Modern Mermaid Architecture Representation

Here is the exact same architectural layout translated into a native Mermaid diagram for better maintainability:

flowchart TD
    subgraph Monitors [Monitors: Cluster map, Quorum 3 or 5]
        direction LR
        M1[MON 1 - Paxos]
        M2[MON 2 - Paxos]
        M3[MON 3 - Paxos]
    end

    subgraph Manager [Manager: Dashboard, metrics, active/standby]
        MGR[MGR Daemon]
    end

    subgraph Storage_Nodes [Object Storage Daemons: 1 per drive, self-healing, 3x replica]
        direction LR
        subgraph Node1 [Node 1]
            O0[OSD 0 NVMe]
            O1[OSD 1 NVMe]
        end
        subgraph Node2 [Node 2]
            O2[OSD 2 NVMe]
            O3[OSD 3 NVMe]
        end
        subgraph Node3 [Node 3]
            O4[OSD 4 NVMe]
            O5[OSD 5 NVMe]
        end
    end

    subgraph Metadata [Metadata Server: Required only for CephFS]
        MDS[MDS Optional]
    end

    subgraph Storage_Types [Storage Types]
        RBD[RBD Block -> PersistentVolumes ReadWriteOnce]
        CEPHFS[CephFS File -> PersistentVolumes ReadWriteMany]
        RGW[RGW Object -> S3 compatible]
    end

    Monitors --> MGR
    MGR --> Storage_Nodes
    Storage_Nodes --> MDS
    Storage_Nodes --> Storage_Types

Ceph Networking

A proper Ceph deployment relies heavily on network segregation.

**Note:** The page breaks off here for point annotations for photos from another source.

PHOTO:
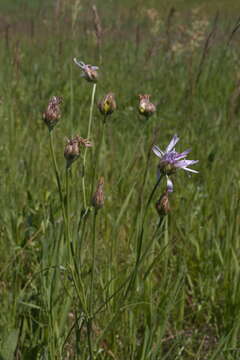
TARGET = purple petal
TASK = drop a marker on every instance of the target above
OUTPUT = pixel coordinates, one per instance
(79, 63)
(169, 185)
(184, 163)
(183, 154)
(190, 170)
(157, 151)
(172, 143)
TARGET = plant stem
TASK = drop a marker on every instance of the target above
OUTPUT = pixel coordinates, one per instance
(85, 151)
(140, 240)
(91, 295)
(57, 175)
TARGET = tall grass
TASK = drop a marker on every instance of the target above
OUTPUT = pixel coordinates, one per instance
(119, 285)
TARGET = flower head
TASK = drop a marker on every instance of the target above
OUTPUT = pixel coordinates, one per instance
(171, 161)
(72, 149)
(145, 107)
(108, 104)
(89, 72)
(52, 114)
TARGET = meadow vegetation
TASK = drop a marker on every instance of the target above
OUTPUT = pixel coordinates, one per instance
(119, 282)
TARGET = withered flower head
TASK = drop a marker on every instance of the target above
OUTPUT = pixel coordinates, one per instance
(89, 72)
(108, 104)
(145, 107)
(52, 114)
(73, 148)
(98, 197)
(162, 205)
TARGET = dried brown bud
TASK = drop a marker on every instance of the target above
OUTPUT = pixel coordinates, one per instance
(98, 197)
(162, 205)
(146, 108)
(89, 72)
(52, 114)
(108, 104)
(72, 148)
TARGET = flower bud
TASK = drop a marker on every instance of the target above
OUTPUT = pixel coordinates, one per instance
(146, 108)
(89, 72)
(52, 114)
(72, 149)
(108, 104)
(98, 197)
(162, 205)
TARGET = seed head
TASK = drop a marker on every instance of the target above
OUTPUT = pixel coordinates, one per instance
(145, 107)
(52, 114)
(107, 105)
(98, 197)
(89, 72)
(73, 149)
(162, 205)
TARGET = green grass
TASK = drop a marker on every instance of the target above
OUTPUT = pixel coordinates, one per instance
(183, 298)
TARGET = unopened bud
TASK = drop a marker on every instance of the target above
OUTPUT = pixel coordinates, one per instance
(72, 148)
(162, 205)
(108, 104)
(52, 114)
(89, 72)
(146, 108)
(98, 197)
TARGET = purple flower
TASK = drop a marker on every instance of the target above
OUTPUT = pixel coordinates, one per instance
(170, 160)
(89, 72)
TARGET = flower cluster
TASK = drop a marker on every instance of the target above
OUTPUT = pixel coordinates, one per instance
(146, 108)
(171, 160)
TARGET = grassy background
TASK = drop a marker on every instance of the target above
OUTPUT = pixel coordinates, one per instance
(185, 301)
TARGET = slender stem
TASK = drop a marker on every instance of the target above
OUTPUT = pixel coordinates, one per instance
(93, 263)
(91, 295)
(57, 175)
(140, 239)
(67, 211)
(85, 151)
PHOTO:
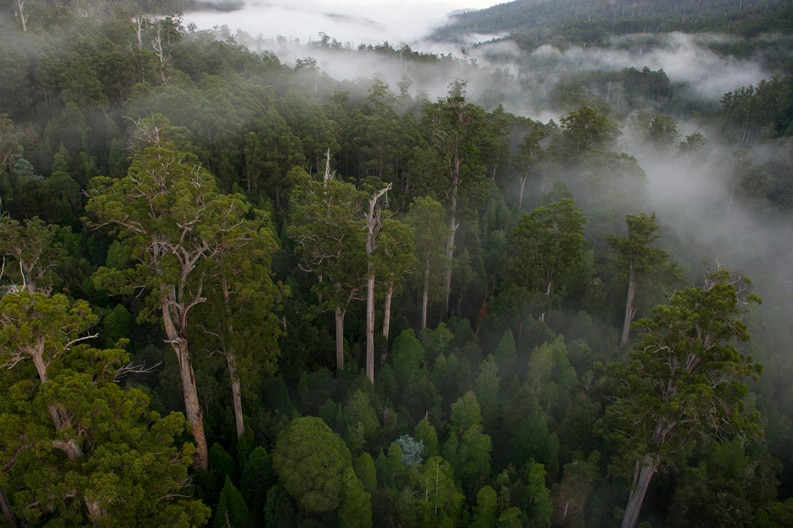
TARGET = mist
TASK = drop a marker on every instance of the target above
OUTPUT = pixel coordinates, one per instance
(350, 21)
(696, 201)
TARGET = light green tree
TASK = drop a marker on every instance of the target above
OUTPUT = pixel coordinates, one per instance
(326, 223)
(545, 246)
(636, 257)
(77, 446)
(427, 218)
(176, 224)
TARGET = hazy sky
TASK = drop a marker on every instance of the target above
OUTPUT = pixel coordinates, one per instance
(354, 21)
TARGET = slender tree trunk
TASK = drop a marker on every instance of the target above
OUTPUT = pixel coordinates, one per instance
(231, 361)
(236, 394)
(630, 311)
(387, 311)
(72, 450)
(641, 479)
(8, 515)
(340, 338)
(453, 225)
(370, 327)
(23, 18)
(189, 390)
(425, 296)
(373, 226)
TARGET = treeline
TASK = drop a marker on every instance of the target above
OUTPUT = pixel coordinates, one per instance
(532, 23)
(240, 293)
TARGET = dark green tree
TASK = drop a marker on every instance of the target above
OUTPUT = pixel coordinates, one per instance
(427, 219)
(545, 246)
(311, 461)
(684, 380)
(77, 447)
(326, 223)
(636, 257)
(175, 223)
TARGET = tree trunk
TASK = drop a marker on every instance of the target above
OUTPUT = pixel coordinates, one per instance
(425, 297)
(370, 327)
(8, 515)
(453, 225)
(231, 361)
(629, 309)
(641, 478)
(387, 311)
(236, 393)
(339, 339)
(192, 406)
(23, 18)
(189, 390)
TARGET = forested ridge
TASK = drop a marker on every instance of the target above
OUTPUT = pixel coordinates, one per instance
(240, 292)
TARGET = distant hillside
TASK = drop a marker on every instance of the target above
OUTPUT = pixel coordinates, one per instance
(534, 22)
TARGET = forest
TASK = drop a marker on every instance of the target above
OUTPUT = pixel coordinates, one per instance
(237, 291)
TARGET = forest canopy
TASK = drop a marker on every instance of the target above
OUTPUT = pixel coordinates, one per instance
(238, 291)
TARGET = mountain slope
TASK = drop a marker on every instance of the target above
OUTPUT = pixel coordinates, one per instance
(533, 22)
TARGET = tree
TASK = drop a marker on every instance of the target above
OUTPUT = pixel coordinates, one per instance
(33, 251)
(586, 129)
(231, 509)
(374, 224)
(456, 126)
(426, 217)
(311, 461)
(395, 258)
(530, 154)
(240, 320)
(175, 223)
(76, 446)
(325, 223)
(637, 257)
(656, 129)
(684, 380)
(545, 246)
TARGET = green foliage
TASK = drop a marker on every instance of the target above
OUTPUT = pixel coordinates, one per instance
(412, 450)
(361, 422)
(486, 508)
(258, 477)
(588, 129)
(231, 509)
(545, 246)
(685, 379)
(311, 462)
(91, 451)
(355, 507)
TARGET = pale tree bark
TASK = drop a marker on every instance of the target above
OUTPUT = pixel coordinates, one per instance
(19, 7)
(453, 225)
(387, 310)
(642, 476)
(339, 313)
(373, 225)
(231, 361)
(236, 394)
(370, 327)
(192, 406)
(425, 296)
(8, 515)
(630, 310)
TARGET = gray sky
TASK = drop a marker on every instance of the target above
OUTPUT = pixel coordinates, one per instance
(354, 21)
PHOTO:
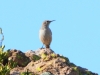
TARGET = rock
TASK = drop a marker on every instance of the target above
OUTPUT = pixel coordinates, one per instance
(49, 63)
(18, 57)
(46, 73)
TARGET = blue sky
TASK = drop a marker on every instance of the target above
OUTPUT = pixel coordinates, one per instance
(76, 31)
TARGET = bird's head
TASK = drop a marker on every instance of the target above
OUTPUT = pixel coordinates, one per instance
(47, 22)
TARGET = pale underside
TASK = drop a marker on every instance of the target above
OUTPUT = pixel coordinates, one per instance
(45, 36)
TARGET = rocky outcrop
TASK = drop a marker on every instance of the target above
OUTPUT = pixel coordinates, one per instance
(45, 62)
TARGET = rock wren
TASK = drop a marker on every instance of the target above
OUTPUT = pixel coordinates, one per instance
(45, 33)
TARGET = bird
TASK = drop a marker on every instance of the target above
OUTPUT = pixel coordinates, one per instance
(45, 33)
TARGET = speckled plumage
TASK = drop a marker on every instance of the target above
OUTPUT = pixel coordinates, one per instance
(45, 34)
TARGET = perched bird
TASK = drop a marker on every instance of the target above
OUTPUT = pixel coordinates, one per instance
(45, 34)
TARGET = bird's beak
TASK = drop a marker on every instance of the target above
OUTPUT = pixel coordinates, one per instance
(52, 20)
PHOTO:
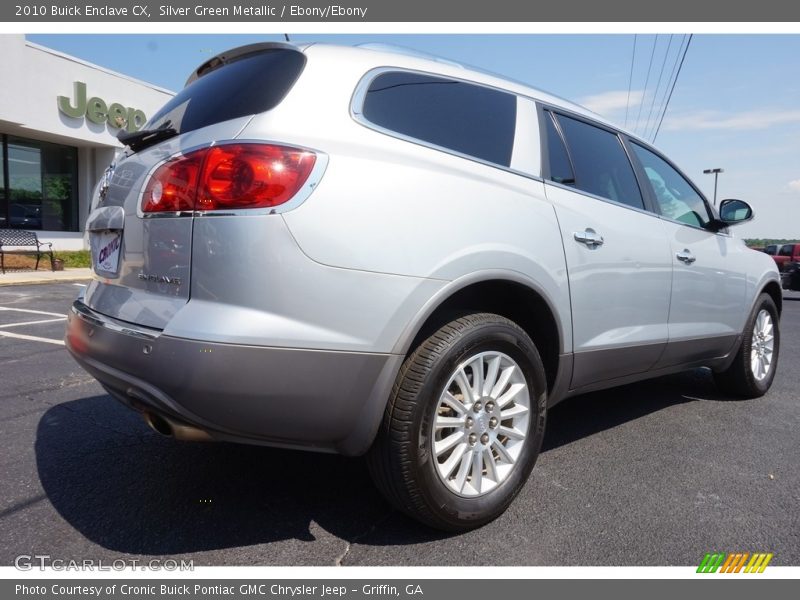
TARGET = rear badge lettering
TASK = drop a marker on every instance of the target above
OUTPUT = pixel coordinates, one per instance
(160, 278)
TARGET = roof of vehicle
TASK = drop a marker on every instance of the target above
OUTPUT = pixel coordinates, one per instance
(371, 56)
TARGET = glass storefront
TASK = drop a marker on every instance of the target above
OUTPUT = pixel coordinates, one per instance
(39, 185)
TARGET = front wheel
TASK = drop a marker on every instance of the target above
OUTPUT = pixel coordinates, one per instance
(752, 371)
(464, 424)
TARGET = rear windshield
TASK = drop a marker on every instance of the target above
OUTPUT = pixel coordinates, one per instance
(248, 85)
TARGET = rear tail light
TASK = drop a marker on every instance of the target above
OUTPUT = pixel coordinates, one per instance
(231, 176)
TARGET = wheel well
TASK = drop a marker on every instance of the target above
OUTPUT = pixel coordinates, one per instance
(774, 290)
(511, 300)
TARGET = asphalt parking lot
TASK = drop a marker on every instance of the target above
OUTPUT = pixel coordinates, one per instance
(656, 473)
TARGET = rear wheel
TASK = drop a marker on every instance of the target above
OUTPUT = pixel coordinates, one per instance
(752, 371)
(464, 424)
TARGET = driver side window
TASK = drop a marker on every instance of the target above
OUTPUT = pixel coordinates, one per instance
(676, 197)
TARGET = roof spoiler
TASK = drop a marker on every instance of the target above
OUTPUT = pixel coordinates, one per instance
(236, 53)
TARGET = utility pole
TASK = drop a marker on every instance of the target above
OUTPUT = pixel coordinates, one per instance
(716, 173)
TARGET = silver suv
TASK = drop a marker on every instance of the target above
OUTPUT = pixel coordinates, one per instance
(369, 252)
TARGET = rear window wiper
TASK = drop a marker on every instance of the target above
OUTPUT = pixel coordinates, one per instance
(139, 140)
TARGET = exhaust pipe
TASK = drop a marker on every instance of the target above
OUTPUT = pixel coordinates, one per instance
(174, 429)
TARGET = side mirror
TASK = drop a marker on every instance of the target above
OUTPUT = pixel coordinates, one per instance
(733, 212)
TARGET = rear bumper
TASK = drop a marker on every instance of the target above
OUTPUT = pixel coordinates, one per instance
(317, 400)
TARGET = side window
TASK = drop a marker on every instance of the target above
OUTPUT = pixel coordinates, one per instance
(459, 116)
(601, 165)
(675, 196)
(560, 167)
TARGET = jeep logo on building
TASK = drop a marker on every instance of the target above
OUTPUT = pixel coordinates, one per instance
(99, 111)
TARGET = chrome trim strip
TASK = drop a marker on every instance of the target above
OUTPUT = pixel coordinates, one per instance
(85, 313)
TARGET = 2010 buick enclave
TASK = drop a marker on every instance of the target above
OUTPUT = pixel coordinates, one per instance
(369, 252)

Because data replication multiplies the amount of traffic flowing across the network, failing to separate client traffic from replication traffic can cause storage operations to saturate your interfaces and impact your application pods.

Legacy ASCII Network Design

┌─────────────────────────────────────────────────────────────┐
│           CEPH NETWORK DESIGN                                │
│                                                               │
│  PUBLIC NETWORK (VLAN 20 or 30):                            │
│  ├── Client → OSD communication (read/write data)           │
│  ├── MON communication (cluster map queries)                │
│  └── K8s nodes → Ceph (CSI driver traffic)                  │
│                                                               │
│  CLUSTER NETWORK (VLAN 30, separate from public):           │
│  ├── OSD → OSD replication (write amplification: 3x data)   │
│  ├── OSD → OSD recovery (backfill after failure)            │
│  └── Heartbeat between OSDs                                  │
│                                                               │
│  WHY SEPARATE:                                               │
│  Replication traffic = 2x the client write traffic           │
│  Recovery traffic = can saturate the network for hours       │
│  Separating prevents storage operations from impacting pods │
│                                                               │
│  RECOMMENDED:                                                │
│  Public: 25GbE (shared with K8s node network)               │
│  Cluster: 25GbE (dedicated, same bond, different VLAN)      │
│  MTU: 9000 (jumbo frames) on both networks                  │
│                                                               │
└─────────────────────────────────────────────────────────────┘

Modern Mermaid Network Design

flowchart LR
    subgraph Public_Network [PUBLIC NETWORK - VLAN 20]
        C[Client / K8s Nodes] -->|Read/Write & CSI Traffic| OSD
        C -->|Cluster Map Queries| MON
    end

    subgraph Cluster_Network [CLUSTER NETWORK - VLAN 30]
        OSD -->|Replication: 3x data write amp| OSD2[Other OSDs]
        OSD -->|Recovery: Backfill after failure| OSD2
        OSD -.->|Heartbeats| OSD2
    end

Prerequisites and Integration

Before deploying Rook and Ceph, you must ensure your environment meets strict prerequisites.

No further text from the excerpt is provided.